4.2. Nuclear Pseudokinases

The pseudokinase nuclear receptor-binding protein 1 (NRBP1) functions as adaptor and contains a putative Src homology 2 and nuclear receptor-binding domains, as well as sequences that drive protein nuclear import and export [62]. Also in the nucleus resides the Tribbles pseudokinase (TRIB) protein family, whose functions have been described in Section 2. At least in mitosis, the pseudokinase Budding uninhibited by benzimidazoles related 1 (BubR1), functions as a pseudokinase that plays important roles in chromosome segregation but also has been reported to play important functions in DNA repair, ciliogenesis and neuron differentiation [63]. BubR1 together with Budding uninhibited by benzimidazoles 3 (Bub3), Mitotic arrest deficient 2 (Mad2) and Cdc20 assemble to form the Mitotic Checkpoint Complex (MCC), an assembly that regulates the E3 ubiquitin ligase activity of the Anaphase Promoting Complex/Cyclosome (APC/C) [64,65]. BubR1 also functions as a mechano sensor between kinetochores and microtubules [66,67]. Five main regions can be identified in the BubR1 polypeptide chain: (i) two units of the KEN box motif located in the N-terminal region, and one putative destruction box (D-box) motif located in the C-terminal region; (ii) a N-terminal fragment that is organised as a triple-tandem arrangement of the tetratricopeptide repeat (TPR) motif that contributes to the kinetochore localisation of BubR1; (iii) an intermediate, non-conserved region of low structural complexity that is required for the binding to Bub3; (iv) a region harbouring a Cdc20 binding site; and (v) a C-terminal region that contains a serine/threonine kinase domain.
In the human, BubR1 has been reported to function as a pseudokinase [68]. However, at least in the fruit fly the BubR1 kinase domain is catalytically active and phosphorylates the kinetochore protein CENP-E [69]. The phosphorylation of this protein by BubR1 is required for spindle microtubules transition from lateral association to end-on capture.
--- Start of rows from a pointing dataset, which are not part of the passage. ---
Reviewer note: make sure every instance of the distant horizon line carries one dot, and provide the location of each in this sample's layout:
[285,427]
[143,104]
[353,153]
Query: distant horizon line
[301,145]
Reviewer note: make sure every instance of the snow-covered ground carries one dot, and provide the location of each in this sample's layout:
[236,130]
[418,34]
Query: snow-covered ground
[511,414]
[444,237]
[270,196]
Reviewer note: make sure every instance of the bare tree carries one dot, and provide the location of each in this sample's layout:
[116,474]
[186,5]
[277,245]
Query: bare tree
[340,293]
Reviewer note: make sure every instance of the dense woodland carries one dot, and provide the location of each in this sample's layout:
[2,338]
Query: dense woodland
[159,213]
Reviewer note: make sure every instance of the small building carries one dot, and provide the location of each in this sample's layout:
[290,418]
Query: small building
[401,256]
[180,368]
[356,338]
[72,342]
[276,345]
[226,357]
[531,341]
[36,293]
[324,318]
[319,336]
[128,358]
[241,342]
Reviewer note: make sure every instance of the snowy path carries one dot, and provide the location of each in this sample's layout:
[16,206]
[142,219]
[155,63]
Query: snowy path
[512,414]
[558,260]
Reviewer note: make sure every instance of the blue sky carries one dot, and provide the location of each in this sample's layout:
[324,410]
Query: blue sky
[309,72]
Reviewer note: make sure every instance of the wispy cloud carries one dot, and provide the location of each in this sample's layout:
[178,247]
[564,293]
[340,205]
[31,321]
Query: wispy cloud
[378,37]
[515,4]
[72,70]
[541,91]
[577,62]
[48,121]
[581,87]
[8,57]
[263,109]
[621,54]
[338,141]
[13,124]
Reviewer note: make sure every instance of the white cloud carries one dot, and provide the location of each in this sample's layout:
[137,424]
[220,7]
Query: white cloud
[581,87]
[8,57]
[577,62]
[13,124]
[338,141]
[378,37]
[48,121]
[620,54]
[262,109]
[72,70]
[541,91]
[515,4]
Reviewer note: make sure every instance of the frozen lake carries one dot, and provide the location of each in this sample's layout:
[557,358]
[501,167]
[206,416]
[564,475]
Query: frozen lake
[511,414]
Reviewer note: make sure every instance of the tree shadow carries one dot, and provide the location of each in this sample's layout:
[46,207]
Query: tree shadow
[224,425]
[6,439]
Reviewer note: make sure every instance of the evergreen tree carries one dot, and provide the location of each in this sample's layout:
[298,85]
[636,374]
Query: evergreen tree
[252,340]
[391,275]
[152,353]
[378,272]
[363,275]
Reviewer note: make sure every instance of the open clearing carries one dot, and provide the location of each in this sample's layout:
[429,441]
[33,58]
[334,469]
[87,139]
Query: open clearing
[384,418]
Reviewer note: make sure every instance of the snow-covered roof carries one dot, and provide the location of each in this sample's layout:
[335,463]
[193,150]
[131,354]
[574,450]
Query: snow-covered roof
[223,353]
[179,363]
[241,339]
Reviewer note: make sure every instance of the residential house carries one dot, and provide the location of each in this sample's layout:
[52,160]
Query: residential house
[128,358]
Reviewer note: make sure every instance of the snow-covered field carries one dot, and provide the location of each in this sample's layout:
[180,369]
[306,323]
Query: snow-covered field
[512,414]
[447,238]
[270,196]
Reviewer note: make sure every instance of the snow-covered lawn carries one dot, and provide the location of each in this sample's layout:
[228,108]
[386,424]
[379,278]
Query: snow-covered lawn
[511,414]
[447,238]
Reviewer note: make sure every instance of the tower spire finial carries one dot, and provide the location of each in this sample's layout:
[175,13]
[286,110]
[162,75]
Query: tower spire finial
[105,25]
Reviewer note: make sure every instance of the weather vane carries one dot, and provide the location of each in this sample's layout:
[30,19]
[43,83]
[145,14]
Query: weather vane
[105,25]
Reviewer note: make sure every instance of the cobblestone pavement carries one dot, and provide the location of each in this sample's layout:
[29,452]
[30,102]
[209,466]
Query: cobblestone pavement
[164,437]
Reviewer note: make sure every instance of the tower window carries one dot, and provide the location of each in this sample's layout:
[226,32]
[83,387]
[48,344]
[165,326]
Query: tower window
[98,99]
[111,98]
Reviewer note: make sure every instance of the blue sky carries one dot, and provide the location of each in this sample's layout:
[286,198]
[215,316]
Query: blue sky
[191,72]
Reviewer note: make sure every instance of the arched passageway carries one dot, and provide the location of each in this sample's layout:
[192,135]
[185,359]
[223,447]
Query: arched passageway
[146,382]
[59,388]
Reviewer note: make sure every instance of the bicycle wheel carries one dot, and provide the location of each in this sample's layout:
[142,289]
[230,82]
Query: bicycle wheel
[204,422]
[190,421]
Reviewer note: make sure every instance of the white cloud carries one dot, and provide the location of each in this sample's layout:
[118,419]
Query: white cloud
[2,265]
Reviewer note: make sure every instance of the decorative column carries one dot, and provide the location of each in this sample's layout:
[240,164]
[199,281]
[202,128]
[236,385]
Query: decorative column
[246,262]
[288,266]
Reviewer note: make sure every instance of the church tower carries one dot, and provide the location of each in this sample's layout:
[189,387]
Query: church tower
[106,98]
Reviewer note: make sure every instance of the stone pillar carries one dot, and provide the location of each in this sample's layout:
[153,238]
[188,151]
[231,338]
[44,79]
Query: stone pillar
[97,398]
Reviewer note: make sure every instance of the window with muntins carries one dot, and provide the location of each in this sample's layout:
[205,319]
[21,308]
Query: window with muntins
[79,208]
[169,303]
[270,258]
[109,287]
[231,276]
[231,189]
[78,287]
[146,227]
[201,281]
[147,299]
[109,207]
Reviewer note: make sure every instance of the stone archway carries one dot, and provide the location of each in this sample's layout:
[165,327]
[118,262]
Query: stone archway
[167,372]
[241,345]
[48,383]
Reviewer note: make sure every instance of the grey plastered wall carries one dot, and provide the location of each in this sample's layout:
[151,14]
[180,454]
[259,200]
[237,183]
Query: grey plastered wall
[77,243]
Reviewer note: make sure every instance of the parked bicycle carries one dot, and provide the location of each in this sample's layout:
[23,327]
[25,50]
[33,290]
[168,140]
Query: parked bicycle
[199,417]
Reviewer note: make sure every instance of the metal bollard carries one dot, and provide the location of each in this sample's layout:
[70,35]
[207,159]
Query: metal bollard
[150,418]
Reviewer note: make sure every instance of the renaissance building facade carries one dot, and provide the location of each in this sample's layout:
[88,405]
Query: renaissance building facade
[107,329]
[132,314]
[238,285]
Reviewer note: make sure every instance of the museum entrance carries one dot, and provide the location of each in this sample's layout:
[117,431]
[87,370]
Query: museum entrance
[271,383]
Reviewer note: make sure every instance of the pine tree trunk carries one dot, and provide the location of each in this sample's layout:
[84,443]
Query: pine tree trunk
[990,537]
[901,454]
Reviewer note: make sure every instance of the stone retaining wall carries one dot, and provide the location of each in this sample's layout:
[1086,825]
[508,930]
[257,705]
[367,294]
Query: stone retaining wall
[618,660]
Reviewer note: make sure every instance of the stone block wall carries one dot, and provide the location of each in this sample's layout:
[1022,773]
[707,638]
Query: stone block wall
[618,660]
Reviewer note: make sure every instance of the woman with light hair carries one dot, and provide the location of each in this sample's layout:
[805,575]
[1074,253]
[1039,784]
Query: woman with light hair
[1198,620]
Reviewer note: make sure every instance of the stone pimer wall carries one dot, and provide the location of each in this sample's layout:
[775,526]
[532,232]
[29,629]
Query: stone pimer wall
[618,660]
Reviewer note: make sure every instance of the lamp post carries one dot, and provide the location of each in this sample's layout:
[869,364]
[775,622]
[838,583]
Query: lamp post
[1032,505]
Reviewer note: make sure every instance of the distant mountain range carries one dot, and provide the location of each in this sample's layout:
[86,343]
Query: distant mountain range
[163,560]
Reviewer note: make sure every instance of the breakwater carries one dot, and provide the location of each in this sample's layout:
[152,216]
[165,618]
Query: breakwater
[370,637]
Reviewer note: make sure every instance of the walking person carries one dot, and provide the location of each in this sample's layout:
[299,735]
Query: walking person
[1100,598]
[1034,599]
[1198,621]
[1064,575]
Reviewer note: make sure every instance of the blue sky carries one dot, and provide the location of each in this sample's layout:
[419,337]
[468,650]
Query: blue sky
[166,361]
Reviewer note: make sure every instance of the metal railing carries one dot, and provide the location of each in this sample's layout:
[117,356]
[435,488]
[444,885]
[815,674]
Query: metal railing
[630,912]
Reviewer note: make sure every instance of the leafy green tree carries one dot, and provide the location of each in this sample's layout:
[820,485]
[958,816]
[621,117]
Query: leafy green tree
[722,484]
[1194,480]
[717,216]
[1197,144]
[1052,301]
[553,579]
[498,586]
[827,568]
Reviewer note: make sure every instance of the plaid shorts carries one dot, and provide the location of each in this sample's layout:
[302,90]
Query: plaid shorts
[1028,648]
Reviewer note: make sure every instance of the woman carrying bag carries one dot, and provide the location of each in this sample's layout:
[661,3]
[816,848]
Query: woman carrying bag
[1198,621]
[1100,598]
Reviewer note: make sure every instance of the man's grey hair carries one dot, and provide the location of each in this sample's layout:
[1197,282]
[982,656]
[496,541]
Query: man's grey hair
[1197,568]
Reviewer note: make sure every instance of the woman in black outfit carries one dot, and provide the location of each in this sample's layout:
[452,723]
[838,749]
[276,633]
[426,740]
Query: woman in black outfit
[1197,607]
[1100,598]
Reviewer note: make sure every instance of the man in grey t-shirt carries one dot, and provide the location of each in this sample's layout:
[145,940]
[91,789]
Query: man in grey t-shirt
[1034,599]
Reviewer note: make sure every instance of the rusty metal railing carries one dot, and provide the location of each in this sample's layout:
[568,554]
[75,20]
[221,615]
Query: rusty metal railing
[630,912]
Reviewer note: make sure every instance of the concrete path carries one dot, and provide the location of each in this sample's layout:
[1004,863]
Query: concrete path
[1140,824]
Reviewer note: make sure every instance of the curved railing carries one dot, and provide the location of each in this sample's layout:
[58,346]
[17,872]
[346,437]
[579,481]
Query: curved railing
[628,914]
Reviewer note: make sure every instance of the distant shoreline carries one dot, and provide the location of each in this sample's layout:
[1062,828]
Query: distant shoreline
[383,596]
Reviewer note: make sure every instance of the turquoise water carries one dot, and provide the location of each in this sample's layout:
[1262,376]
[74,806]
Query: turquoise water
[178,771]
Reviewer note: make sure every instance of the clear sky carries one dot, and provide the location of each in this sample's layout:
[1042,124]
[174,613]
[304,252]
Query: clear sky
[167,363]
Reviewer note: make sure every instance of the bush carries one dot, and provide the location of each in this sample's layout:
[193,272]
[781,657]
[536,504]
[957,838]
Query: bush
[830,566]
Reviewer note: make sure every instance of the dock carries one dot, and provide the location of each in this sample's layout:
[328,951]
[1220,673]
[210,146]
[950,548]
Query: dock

The fact that BubR1 seems to act as a pseudokinase in some species and as a catalytically proficient enzyme in others exemplifies the current challenges in the identification and characterisation of pseudokinases. Other important nuclear pseudokinases are the transformation/transcription domain-associated protein (TRRAP), which functions as a scaffold platform for the assembly of the histone acetyltransferase complex [70,71,72,73,74] and Trib1, which induces nuclear retention of COP1, a highly conserved ubiquitin ligase that regulates diverse cellular processes in plants and metazoans [75].

4.3. Cytoplasmic Pseudokinases

Other pseudokinases are involved in intracellular signalling hubs predominantly in the cytoplasm such as Titin (TTN), a protein firstly characterised as a member of muscle fibre sarcomeres. The N-terminal kinase-like domain of TTN interacts with the zinc finger protein Nbr1, and mutations within the pseudokinase domain that interrupt this interaction are linked to hereditary muscle disease [76]. The TTN pseudokinase domain also recruits the E3 ligases Murf1 and Murf2 [77], and is also proposed to act as a mechanosensor, similar to BubR1 [78]. Another cytoplasmic pseudokinase of particular interest is SCY1-like (SCYLs), which has been implicated in the regulation of intracellular trafficking [79].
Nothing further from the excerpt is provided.